When CEOs were surveyed, 80% of them believed that they delivered an excellent service experience to customers, while only 8% of customers believed that were receiving one. And 64% of these people actually switched to a different company because of this bad service experience.
The problem lies with the fact that businesses often think too narrowly about service. They often see it as ‘customer service’ (which although is very important) is generally thought of as fixing problems and a cost centre whose bottom line needs to be reduced and even outsourced.
Whereas designing ‘service experiences’ is in fact critical to the growth of a business, powering existing and new revenue streams and should be placed at the heart of a business. Better service design can help businesses attract new customers, keep them for longer and stretch into new areas to create value for them. The prize is indeed significant with 84% of customers saying they would pay more for a better brand experience. (Scroll down to read our 5 principles of service experience design).
Service design is about re-orientating your business around the user. Using insights gathered about the user to design even more useful services and tools for them, to enhance their experience of your brand. The democratisation of technology and abundance of data makes this even more possible for businesses to do. The best brands now involve their users upfront in their design process to co-create and rapidly test services and tools with them across the whole experience.
THREE BRANDS TO LEARN FROM
1) Nike’s Fuel Band motivates its users to lead healthy lifestyles by connecting its shoe products to its Nike+ GPS/social media tool to measure how well you are doing in training and let you share that data with your friends and peers.
2) Hailo, the amazing taxi firm app, allows you to quickly find a trusted black cab who will whisk you home without the need to pay cash. It then lets you rate the driver, so the next customer can see what they are like.
3) Square is a new way for small businesses to let their customers pay for services through their iPhone, in a cost effective, smart way. It allows payments on the go and helps companies track their most loyal customers.
The common thread between all three of these examples is that they are all trying to crack a bigger user need or challenge. They aren’t focusing on small, incremental product improvements or features (which businesses often do because they are less risky).
They want to revolutionise the way things are done and create better experiences and realities for their users. They realise that it’s the products and services that people now talk about – rather than their adverts! So this is the key battle to win.

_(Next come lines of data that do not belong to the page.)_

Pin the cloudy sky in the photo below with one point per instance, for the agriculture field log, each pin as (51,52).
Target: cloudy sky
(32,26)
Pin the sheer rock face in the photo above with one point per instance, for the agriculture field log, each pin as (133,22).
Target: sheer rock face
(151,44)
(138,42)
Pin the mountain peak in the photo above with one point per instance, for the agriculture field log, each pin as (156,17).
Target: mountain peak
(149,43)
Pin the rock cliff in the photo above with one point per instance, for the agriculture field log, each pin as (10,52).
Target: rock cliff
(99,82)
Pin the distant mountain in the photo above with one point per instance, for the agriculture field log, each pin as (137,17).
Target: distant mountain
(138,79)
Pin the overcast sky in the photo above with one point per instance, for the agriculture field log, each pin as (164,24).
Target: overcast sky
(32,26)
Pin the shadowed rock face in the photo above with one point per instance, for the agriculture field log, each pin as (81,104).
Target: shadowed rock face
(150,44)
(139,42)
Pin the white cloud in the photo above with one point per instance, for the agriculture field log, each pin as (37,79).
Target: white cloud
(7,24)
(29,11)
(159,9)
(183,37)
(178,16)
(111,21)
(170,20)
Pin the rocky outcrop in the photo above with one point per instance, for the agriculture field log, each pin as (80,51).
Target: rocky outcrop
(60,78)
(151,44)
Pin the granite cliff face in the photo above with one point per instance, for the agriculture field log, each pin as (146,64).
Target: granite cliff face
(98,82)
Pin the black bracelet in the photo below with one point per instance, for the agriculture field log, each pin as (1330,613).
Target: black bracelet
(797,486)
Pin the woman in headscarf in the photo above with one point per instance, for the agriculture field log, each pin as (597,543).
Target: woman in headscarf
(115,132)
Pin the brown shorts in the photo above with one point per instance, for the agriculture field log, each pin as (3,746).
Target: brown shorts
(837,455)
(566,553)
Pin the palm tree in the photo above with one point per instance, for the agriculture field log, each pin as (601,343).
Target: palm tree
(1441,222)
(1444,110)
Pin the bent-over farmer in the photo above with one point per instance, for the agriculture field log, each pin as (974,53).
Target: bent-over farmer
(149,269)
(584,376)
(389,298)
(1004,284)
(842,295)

5 PRINCIPLES TO DESIGNING BETTER SERVICE EXPERIENCES
When designing better service experiences, it’s helpful to think about the following five things:
1. People not products
Always design the service around the user and their needs. How do we want them to feel at each stage along the experience? What are their frustrations and needs, and how can we create services and tools to fulfill these in better, more effective ways.
2. Across the whole user experience
The best services look at the whole journey that users go through - from pre-, to during, to post-purchase. Businesses often just focus on the purchase or transaction phase, whereas it’s increasingly the pre- and post- user experiences that offer the best opportunities for winning and keeping customers.
3. Embrace new technologies
The cost of new technologies has reduced dramatically which means it is now possible to embrace these to create services and tools that give the power to the user, allow them to access these services at any time and in any place, and to react to the user’s needs instantaneously.
4. Test, learn and improve
No services are perfect. The key is to rapidly prototype them, test them in situ and use this data to continuously improve the user experience, creating new and more valuable services and tools for them. Being in perpetual beta, is an advantage and enables your users to feed into the process and create the services they want, rather than you trying to second-guess what they may need.
5. Build advocacy platforms
Word of mouth is the best advert for your service. As part of service design we need to think about how we create networks of advocates that can recommend, use and feed into your service development. We need to look after these networks and make sure they are getting rewarded for their continued loyalty with beta versions, enhanced features and offers.
With these ‘rules’ in mind, let’s all set about creating useful services and tools that change the way people do things and improve their lives – not just ‘slightly improve’ them.
So hopefully we can say ‘Hailo’ to more great services soon!
Manlio Minale is a senior strategist at Wolff Olins.